Além disso, existe a suposição de que a geofagia é uma reação à fome severa ou deficiências de micronutrientes, como resultado do que algo não comestível pode parecer atraente. Conclui-se que tal comportamento é mal-adaptativo, isto é, comer a terra não faz bem algum. Por outro lado, de acordo com as duas primeiras hipóteses, existem razões adaptativas por trás da geofagia. Isso também explica a prevalência geográfica desse fenômeno.

“Presumimos que os trópicos eram os mais propensos a isso porque tinham a maior concentração de patógenos”, diz Young.

Além disso, crianças e mulheres grávidas podem ter uma necessidade maior de nutrientes, pois têm imunidade mais fraca. Por outro lado, os desejos das mulheres grávidas muitas vezes recebem muita importância.

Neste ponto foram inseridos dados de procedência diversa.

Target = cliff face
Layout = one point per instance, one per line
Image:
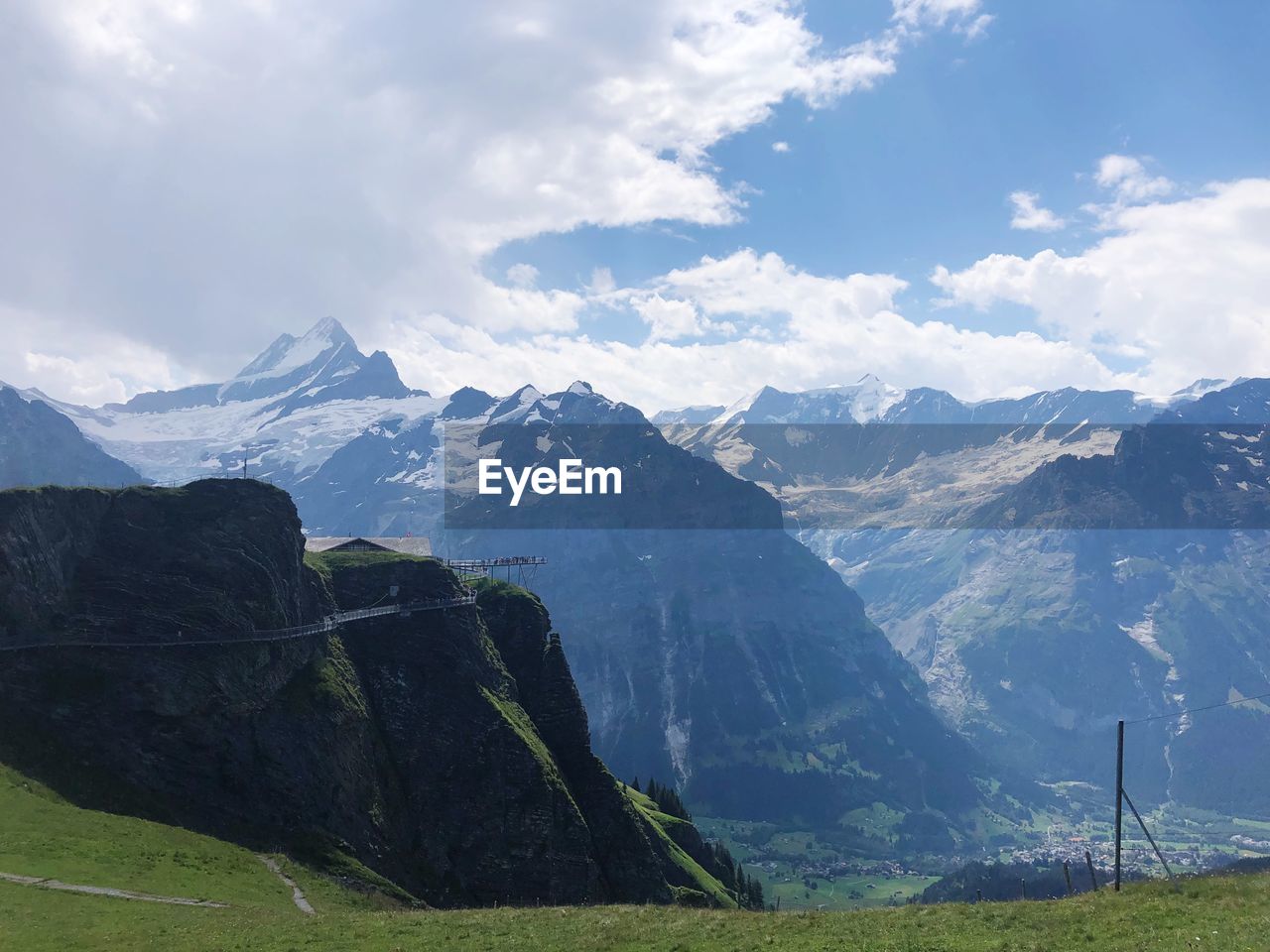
(409, 743)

"As mulheres acham que precisam ser mimadas durante a gravidez", diz Julia Horms, professora associada do Departamento de Psicologia da Universidade de Albany (EUA). "Existem muitos mitos associados à gravidez: dizem que é preciso comer por dois e dar ao feto tudo o que ele precisa. Mas eles, via de regra, não encontram confirmação científica."

De acordo com Horms, esses desejos são amplamente culturais e têm pouco a ver com biologia.

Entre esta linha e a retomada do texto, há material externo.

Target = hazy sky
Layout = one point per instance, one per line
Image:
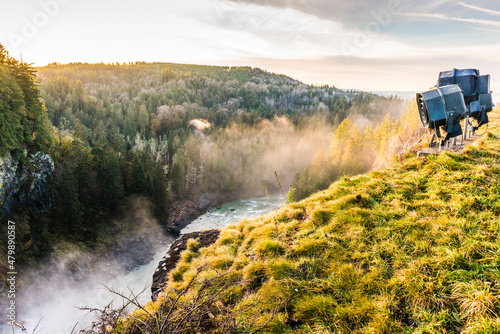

Se comer terra é uma tradição cultural, as mulheres camaronesas irão desejá-lo tanto quanto europeus e americanos anseiam por chocolate ou sorvete.

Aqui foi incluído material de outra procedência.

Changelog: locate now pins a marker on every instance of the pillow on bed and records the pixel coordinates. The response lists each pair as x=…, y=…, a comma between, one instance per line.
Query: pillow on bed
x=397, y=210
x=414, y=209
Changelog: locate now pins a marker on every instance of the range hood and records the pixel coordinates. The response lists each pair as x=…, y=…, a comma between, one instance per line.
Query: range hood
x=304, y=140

Nem tudo o que queremos é bom para nós. No entanto, o desejo de comer a terra é encontrado mesmo em culturas onde isso não é tão importante.

Experimentos com animais mostram que esse fenômeno pode, pelo menos parcialmente, ser explicado por razões biológicas adaptativas. Quando a terra é comida por elefantes, primatas, gado, papagaios e morcegos, isso é considerado normal e até benéfico.

Mas, quando se trata de humanos, os cientistas equiparam esse comportamento a um distúrbio alimentar. Sem dúvida, em alguns casos, a geofagia está intimamente associada à doença mental, mas é difícil traçar uma linha clara entre a doença e a norma. Em 2000, a Agência dos Estados Unidos para Substâncias Tóxicas e Registro de Doenças declarou que consumir mais de 500 mg de terra por dia pode ser considerado patológico. Mas mesmo os especialistas da Agência admitiram que esse valor é condicional.

"Muitas fontes descrevem a geofagia como um fenômeno cultural e não estou inclinado a considerá-la um comportamento anormal", disse Ranit Mishori, professor de medicina familiar e médico do Georgetown University Medical Center (EUA). "No entanto, se for combinado com outros sintomas clínicos, converso com o paciente sobre como abandonar esse hábito."

Comer terra certamente tem suas desvantagens. As principais preocupações são as doenças transmitidas pelo solo e os tóxicos da argila. Além disso, existe a possibilidade de que comer argila e terra não corrija as deficiências de micronutrientes, mas as cause.

A geofagia também pode se tornar um hábito, um comportamento impulsivo que deve ser escondido dos outros.

“Às vezes, é apropriado usar os mesmos termos ao descrever a geofagia e o uso de drogas”, diz Young.

Claro, a geofagia pode simplesmente ser considerada um hábito de infância nojento, uma peculiaridade de mulheres grávidas ou um vício exótico de pessoas de países distantes. Mas nenhuma dessas explicações será cem por cento correta. Além disso, tais crenças podem levar ao fato de que uma pessoa propensa à geofagia pode se sentir um pária por causa de seus desejos "não naturais".

Para compreender totalmente este fenômeno e determinar a que consequências ele acarreta, é necessário testar todas essas hipóteses na prática, levando em consideração fatores biomédicos e culturais.

"Não estou dizendo que todo mundo deveria comer três colheres de sopa de terra por dia. Mas ainda não foi provado que essa prática pode ser prejudicial".